Now that’s a tight construction site. Sundt’s current project on the San Diego Community College District’s City College Campus occupies an entire city block, hence its nickname “West Block.” It consists of an 83,000-square-foot classroom building that will be used for social sciences instruction, health services and corporate education, plus an adjacent 400-vehicle parking structure.
This photo, taken last week, shows how little room the team has for materials delivery, equipment storage and laydown, which makes careful planning and sequencing essential for success. “The job is bounded by streets,” says Project Manager Conrad Benitez. “With the exception of the small area at the courtyard, every side of the buildings is up to the property line.”

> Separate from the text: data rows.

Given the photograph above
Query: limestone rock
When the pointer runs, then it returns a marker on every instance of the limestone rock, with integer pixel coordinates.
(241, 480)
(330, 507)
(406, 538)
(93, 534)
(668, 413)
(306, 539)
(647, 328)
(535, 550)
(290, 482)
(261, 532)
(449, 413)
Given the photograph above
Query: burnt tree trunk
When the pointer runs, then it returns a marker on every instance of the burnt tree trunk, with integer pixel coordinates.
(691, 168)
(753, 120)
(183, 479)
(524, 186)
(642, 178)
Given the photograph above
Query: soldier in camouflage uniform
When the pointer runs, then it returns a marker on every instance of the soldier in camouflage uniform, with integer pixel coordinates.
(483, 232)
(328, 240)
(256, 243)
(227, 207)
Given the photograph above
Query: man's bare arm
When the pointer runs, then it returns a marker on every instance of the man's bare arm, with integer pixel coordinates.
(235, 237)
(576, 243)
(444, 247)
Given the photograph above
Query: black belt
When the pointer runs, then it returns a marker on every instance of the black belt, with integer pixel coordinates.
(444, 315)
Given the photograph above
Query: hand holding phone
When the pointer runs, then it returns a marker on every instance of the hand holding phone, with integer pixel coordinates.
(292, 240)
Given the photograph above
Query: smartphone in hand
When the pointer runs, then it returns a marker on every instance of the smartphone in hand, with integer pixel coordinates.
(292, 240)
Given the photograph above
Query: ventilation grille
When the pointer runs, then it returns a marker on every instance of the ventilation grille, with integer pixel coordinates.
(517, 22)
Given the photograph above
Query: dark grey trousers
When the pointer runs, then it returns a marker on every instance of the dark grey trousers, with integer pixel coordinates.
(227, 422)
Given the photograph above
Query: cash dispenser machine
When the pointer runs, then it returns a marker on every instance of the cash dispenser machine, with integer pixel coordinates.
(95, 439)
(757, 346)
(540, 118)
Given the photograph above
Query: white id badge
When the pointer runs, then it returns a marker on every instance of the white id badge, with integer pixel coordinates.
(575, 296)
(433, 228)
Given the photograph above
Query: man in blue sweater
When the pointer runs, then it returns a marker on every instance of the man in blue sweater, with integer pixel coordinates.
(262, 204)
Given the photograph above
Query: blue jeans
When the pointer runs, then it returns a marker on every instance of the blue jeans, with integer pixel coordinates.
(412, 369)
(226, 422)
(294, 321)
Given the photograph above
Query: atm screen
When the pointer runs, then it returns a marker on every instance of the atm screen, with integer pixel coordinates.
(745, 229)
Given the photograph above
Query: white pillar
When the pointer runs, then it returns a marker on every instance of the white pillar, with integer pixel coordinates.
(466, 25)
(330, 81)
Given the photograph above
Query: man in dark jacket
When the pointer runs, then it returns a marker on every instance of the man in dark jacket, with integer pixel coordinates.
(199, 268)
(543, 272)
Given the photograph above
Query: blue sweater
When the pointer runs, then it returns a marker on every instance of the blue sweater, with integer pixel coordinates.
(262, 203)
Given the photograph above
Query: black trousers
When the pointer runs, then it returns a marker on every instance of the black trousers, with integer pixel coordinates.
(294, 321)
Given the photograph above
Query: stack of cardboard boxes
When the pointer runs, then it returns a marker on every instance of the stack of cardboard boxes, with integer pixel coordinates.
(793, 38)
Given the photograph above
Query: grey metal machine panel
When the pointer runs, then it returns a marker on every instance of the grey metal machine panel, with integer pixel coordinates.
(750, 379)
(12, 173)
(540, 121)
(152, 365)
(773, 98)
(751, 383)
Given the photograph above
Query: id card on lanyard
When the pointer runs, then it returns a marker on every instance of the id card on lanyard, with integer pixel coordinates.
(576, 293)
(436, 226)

Something else that’s unique about the job: our Concrete Division is self-performing all of the concrete work, a package valued at $13 million out of a total contract amount of $16 million. The design-build project is scheduled for completion this summer.
July 19, 2011
Sundt employees placed the concrete foundation for the new playground equipment at Mesa Verde Elementary in Tucson.
Friends and family of Christina-Taylor Green, the youngest victim of the shooting rampage that occurred in Tucson last January, now have a place where they can remember her and be inspired by her short life. The Christina-Taylor Green Little Hands Playground at Mesa Verde Elementary school was built with contributions from a number of organizations, including $13,000 worth of concrete construction donated by Sundt’s Concrete Division and coordinated through the Sundt Foundation.
The project was organized by the Christina-Taylor Green Memorial Foundation as a living memorial and much-needed improvement to the aging playground, which hadn’t been upgraded since the school was built 35 years ago. Christina-Taylor was a third grader there when she lost her life last January during a public “meet and greet” event with Arizona Congresswoman Gabrielle Giffords.
The new climbing structures and playground equipment rest on a floor of rubber tiles (for improved fall protection) and are canopied by an expansive shade structure. Volunteers from Sundt poured the 2,500-square-foot, four-inch-thick foundation, which includes a four-inch curb around the perimeter to frame the rubber tiles. They also installed the aggregate base course sub base and water-cured the slab to prepare it for the tile adhesive.
“Sundt was privileged to be part of this project,” said Sundt Foundation Vice President Tom Crohurst. “We hope the playground brings joy to many children, just as Christina-Taylor Green did to those who knew her.”